Just looked - those TFO's do look very nice. the overall fit and finish of the St. Croix's I have really impressed me, so ideally I would like to stay with St. Croix- if again, I can find another one of their models that is just a bit "tighter" feeling.


----------



## Monoman (May 31, 2009)

Shallows said:


> Wow, thats really interesting to hear - think I will definitely try a Tidemaster then, still not ready to spend Avid money yet! It's odd as nearly all my rods are cheaper than the Mojo - so its not a money thing, or its not that the Mojo is cheaply made - they must have designed it to feel like a wet noodle for a reason? Maybe certain people prefer that feel?!


OK I'm in Jupiter. I *think* my Mojos are fast action. I'll meet up locally (or reasonably close) to compare.

I think of action as "how much the top 1/3 bends" and power as "how much the lower 1/3 bends". LOL There is nothing wrong with fast or mushy but I'd like to compare for sure.


----------



## DBStoots (Jul 9, 2011)

"Action" describes where the rod bends when pressure or weight is applied to the rod. A fast action rod will bend in the top third or less of the blank, a medium or moderate action rod will bend in the top half or so, and a slow action rod will bend starting in the lower third of the rod and into the handle. Action, simply put, is where a rod bends.

A rod's "power" describes its resistance to bending under a certain amount of weight. Power generally refers to a rod’s stiffness or resistance to bending and is usually defined in terms like ultra-light, light, medium, etc.


----------



## Shallows (Mar 29, 2020)

Monoman said:


> OK I'm in Jupiter. I *think* my Mojos are fast action. I'll meet up locally (or reasonably close) to compare.
> 
> I think of action as "how much the top 1/3 bends" and power as "how much the lower 1/3 bends". LOL There is nothing wrong with fast or mushy but I'd like to compare for sure.


Thanks Monoman, I bought two different Mojos in different powers so was able to compare them both and just not quite what I am looking for, but appreciate the offer.


----------



## Shallows (Mar 29, 2020)

Still looking for a slightly crisper feeling rod, considering Tidemaster, Avid, Teramar - if anyone has opinions.


----------



## JRHorne (Aug 6, 2019)

It's funny you mentioned this. I was in Bass Pro today and right next to each other they had a few Mojo Inshores in Medium, 7' I believe. Then one Gloomis E6X 842s MF. The Mojo felt ok... The E6X though... Wow. I've played with an Avid Inshore at another BP, and it will be my next rod purchase, and I would not describe it as mushy from my fondling. It and the E6X seem like the real deal for an all around inshore jig/smaller plastic setup.


----------



## Shallows (Mar 29, 2020)

JRHorne said:


> It's funny you mentioned this. I was in Bass Pro today and right next to each other they had a few Mojo Inshores in Medium, 7' I believe. Then one Gloomis E6X 842s MF. The Mojo felt ok... The E6X though... Wow. I've played with an Avid Inshore at another BP, and it will be my next rod purchase, and I would not describe it as mushy from my fondling. It and the E6X seem like the real deal for an all around inshore jig/smaller plastic setup.

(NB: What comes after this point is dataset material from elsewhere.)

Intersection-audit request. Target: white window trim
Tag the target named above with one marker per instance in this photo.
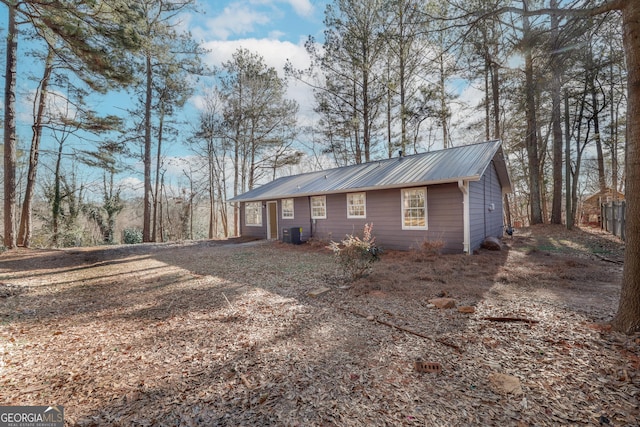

Do you prefer the feel of the Avid to the Gloomis then?


----------



## JRHorne (Aug 6, 2019)

Man I haven't thrown either, but I plan on owning both by next spring. The folks on here speak highly favorable of both though!


Shallows said:


> Yeah, I may need another Medium-Light like that Gloomis for the lures I want to throw most of the time. Too bad its more money than a Tidemaster though... but looks really nice.
> 
> Do you prefer the feel of the Avid to the Gloomis then?


----------



## tailchaser16 (Sep 23, 2008)

I have 3 Avid freshwater rods that I use exclusively. 2 spinners and a plug rod. Been using them for years inshore for reds & snook. And at night for snook. All work great and would buy again if I ever have issues.


----------



## JRHorne (Aug 6, 2019)

tailchaser16 said:


> I have 3 Avid freshwater rods that I use exclusively. 2 spinners and a plug rod. Been using them for years inshore for reds & snook. And at night for snook. All work great and would buy again if I ever have issues.

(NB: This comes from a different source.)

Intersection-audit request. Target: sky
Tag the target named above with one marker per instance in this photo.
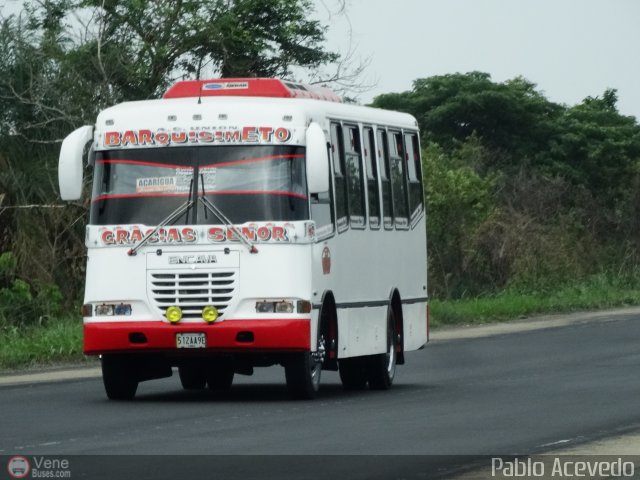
(570, 49)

What are the specs of the rods you're using for the reds and snooks? I'm thinking of going for a MH for a popping cork setup.


----------



## Kirc (Jan 18, 2020)

Shallows said:


> Bought some St Croix Mojo inshore rods which both feel a bit softer than what I am used to - considering buying a Tidemaster to try next, but want to make sure it has more of a "crisp" feel to its action before buying - if anyone has opions would be great to hear.

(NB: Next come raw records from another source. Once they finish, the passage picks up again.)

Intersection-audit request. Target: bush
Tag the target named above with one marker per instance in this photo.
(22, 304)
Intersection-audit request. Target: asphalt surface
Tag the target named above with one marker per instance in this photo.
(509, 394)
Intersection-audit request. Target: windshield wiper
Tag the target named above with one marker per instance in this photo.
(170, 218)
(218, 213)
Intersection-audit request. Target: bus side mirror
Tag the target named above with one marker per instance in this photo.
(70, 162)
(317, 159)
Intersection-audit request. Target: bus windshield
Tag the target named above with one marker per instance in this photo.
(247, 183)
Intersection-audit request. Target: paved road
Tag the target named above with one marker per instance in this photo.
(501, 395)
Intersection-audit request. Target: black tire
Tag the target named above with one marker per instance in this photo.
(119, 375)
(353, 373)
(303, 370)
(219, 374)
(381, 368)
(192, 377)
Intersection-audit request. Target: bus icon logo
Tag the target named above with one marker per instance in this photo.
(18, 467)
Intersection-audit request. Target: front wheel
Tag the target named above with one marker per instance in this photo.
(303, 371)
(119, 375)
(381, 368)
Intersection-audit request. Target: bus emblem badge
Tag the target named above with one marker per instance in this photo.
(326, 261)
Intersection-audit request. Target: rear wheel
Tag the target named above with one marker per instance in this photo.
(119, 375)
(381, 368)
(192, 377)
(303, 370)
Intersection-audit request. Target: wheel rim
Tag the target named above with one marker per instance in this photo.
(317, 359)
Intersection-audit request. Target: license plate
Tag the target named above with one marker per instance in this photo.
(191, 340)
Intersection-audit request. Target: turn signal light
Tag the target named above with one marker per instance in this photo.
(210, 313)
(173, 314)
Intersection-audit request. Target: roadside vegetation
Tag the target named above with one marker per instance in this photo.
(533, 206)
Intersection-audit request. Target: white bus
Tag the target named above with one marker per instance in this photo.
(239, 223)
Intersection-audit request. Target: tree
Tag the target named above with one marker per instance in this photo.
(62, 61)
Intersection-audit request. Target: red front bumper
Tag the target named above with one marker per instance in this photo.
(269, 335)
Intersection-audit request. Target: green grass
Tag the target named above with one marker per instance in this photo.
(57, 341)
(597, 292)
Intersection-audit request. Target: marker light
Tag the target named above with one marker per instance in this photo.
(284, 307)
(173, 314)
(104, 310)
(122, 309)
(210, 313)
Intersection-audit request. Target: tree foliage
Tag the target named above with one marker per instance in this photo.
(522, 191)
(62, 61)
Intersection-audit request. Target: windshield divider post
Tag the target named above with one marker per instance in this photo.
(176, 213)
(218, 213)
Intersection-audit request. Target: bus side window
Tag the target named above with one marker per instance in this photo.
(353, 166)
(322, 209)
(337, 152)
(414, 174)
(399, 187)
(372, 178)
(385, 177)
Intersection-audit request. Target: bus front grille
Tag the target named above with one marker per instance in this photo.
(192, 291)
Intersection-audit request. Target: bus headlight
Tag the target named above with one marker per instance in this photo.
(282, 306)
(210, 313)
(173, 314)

_Avid _is a very nice rod. 

Also, couple things to keep in mind regarding how the rod feels, ...blank material the build is on, that could change its feel drastically, along with cost / durability....and also matching the proper size reel to the rod so its balanced.


----------



## Shallows (Mar 29, 2020)

Been trying to buy a Tidemaster or Teramar to try, but the models I want are all sold out everywhere - anyone else notice how hard rods are getting to find right now?


----------



## Zika (Aug 6, 2015)

The ICAST virtual tackle show is next week. Got notice that St. Croix is introducing the latest generation of Mojo Inshore rods. Typically takes until early fall before new products are in the tackle shops. Will be interesting to see what changes they made to this rod line.


----------



## Shallows (Mar 29, 2020)

Zika said:


> The ICAST virtual tackle show is next week. Got notice that St. Croix is introducing the latest generation of Mojo Inshore rods. Typically takes until early fall before new products are in the tackle shops. Will be interesting to see what changes they made to this rod line.


Wow, that is interesting Zika - would be really curious to see what changes they make?! Full cork handle would be nice, along with a bit more backbone.


----------



## Monoman (May 31, 2009)

I just ordered another Mojo for my BG2500. I just couldn't cough up the extra to try an Avid without being able to handle one in a local shop.


----------



## Shallows (Mar 29, 2020)

Monoman said:


> I just ordered another Mojo for my BG2500. I just couldn't cough up the extra to try an Avid without being able to handle one in a local shop.


Yeah, that Avid money is hard to cough up! I just bought a Fenwick Inshore Elite-Tech to replace my Mojo - have heard people say it is equal to an Avid in feel - just less money, but I cannot say; its an amazing pole though, really love it so far, has more backbone.


----------